The Thrifty Spy On The Sixth Avenue El


Von Papen made more farewell appearances than Sarah Bernhardt. On October 7, Flynn and Company foiled a conspiracy to attach time bombs to the rudders of ships headed for Allied ports. They grabbed a former German army officer and his brother-in-law starting out on the Hudson River from Weehawken, New Jersey, in a small motorboat with several of the bombs aboard. The plot was easily traced to von Papen and Boy-Ed.

Finally, early in December, 1915, the State Department, slow to bring diplomatic matters to a boil, took another look at the thick files Chief Flynn had compiled, and decided to act. Von Papen and Boy-Ed were declared personne non gratae for unwarranted military and naval activities and ordered to leave the country.

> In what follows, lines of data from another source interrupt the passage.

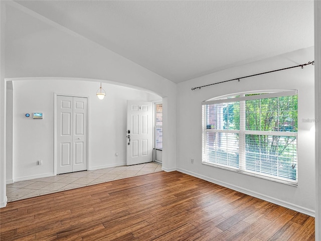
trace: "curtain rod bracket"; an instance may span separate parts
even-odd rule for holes
[[[225,83],[225,82],[232,81],[233,80],[237,80],[238,82],[240,82],[240,79],[241,79],[248,78],[249,77],[256,76],[257,75],[260,75],[261,74],[268,74],[269,73],[272,73],[273,72],[279,71],[280,70],[285,70],[286,69],[292,69],[293,68],[296,68],[297,67],[300,67],[301,69],[303,69],[304,68],[304,66],[305,66],[305,65],[308,65],[309,64],[314,65],[314,61],[313,60],[313,61],[311,61],[311,62],[308,62],[307,63],[306,63],[303,64],[299,64],[298,65],[296,65],[295,66],[288,67],[287,68],[283,68],[283,69],[276,69],[274,70],[271,70],[270,71],[264,72],[264,73],[260,73],[259,74],[252,74],[251,75],[248,75],[247,76],[241,77],[240,78],[237,78],[236,79],[229,79],[228,80],[224,80],[224,81],[218,82],[217,83],[213,83],[213,84],[207,84],[206,85],[203,85],[202,86],[194,87],[192,87],[191,89],[192,90],[195,90],[196,89],[201,89],[201,88],[203,88],[203,87],[207,87],[210,85],[213,85],[214,84],[220,84],[221,83]]]

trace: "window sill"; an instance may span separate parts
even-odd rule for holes
[[[273,181],[274,182],[276,182],[280,183],[283,183],[284,184],[289,185],[290,186],[293,186],[294,187],[297,187],[298,183],[296,181],[290,181],[287,180],[283,179],[281,178],[276,178],[271,177],[270,176],[265,175],[262,174],[258,174],[257,173],[254,173],[251,172],[246,171],[241,171],[240,170],[237,168],[233,168],[230,167],[227,167],[225,166],[221,165],[219,164],[216,164],[214,163],[210,163],[206,162],[202,162],[202,164],[204,165],[206,165],[207,166],[210,166],[213,167],[217,167],[218,168],[221,168],[222,169],[227,170],[228,171],[231,171],[234,172],[237,172],[238,173],[240,173],[242,174],[247,175],[248,176],[252,176],[255,177],[258,177],[259,178],[262,178],[263,179],[268,180],[269,181]]]

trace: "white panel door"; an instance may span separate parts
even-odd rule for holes
[[[152,106],[150,102],[127,101],[127,165],[152,161]]]
[[[87,170],[87,98],[57,96],[57,173]]]
[[[87,98],[74,97],[73,172],[87,170]]]

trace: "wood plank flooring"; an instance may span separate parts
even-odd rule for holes
[[[313,240],[314,218],[178,172],[17,201],[2,240]]]

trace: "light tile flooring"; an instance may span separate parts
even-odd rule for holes
[[[149,162],[93,171],[66,173],[17,182],[7,185],[8,202],[65,190],[162,171],[162,165]]]

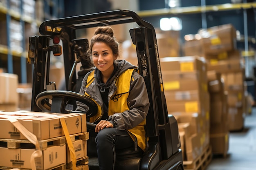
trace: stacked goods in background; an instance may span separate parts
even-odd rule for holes
[[[160,57],[180,55],[180,31],[155,29],[156,37]]]
[[[180,32],[173,30],[162,31],[157,28],[155,32],[159,57],[179,56],[180,50]],[[137,66],[138,57],[135,45],[130,38],[121,41],[120,58]]]
[[[239,130],[243,128],[244,116],[248,110],[244,64],[236,48],[236,29],[230,24],[202,29],[194,36],[198,38],[185,41],[184,49],[186,55],[193,54],[204,57],[207,71],[221,74],[224,90],[227,92],[229,131]],[[194,48],[191,47],[192,44]],[[197,46],[201,49],[195,47]]]
[[[206,63],[197,56],[163,57],[160,63],[167,109],[178,122],[183,159],[205,165],[201,156],[209,159],[211,154]]]
[[[0,112],[0,168],[88,170],[86,119],[83,114]]]
[[[207,72],[210,93],[210,143],[212,153],[227,156],[229,149],[227,91],[224,89],[221,75],[215,71]]]
[[[2,71],[0,70],[0,110],[17,111],[19,103],[16,91],[18,76]]]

At the end of 1915, von Papen sailed for home, aboard the Dutch liner Noordam , to his career in the army, the chancellorship of his country and, eventually, the prisoners’ dock at Nuremberg in 1946. In spite of having coped for more than a year with the British proclivity for pulling Germans off neutral ships, he let himself be caught unprepared by a British boarding party. They searched his baggage and impounded a whole suitcase of receipts, check stubs, and other mementos of Dr. Albert’s pfennig-pinching spy ring. And so, as luck would have it, the records that the meticulous spy had been saving for some future meeting with the Kaiser’s auditor not only provided the Americans with the means of ejecting German spies but also gave the British enough documentation for a new white paper. Thrift is not always a virtue, after all.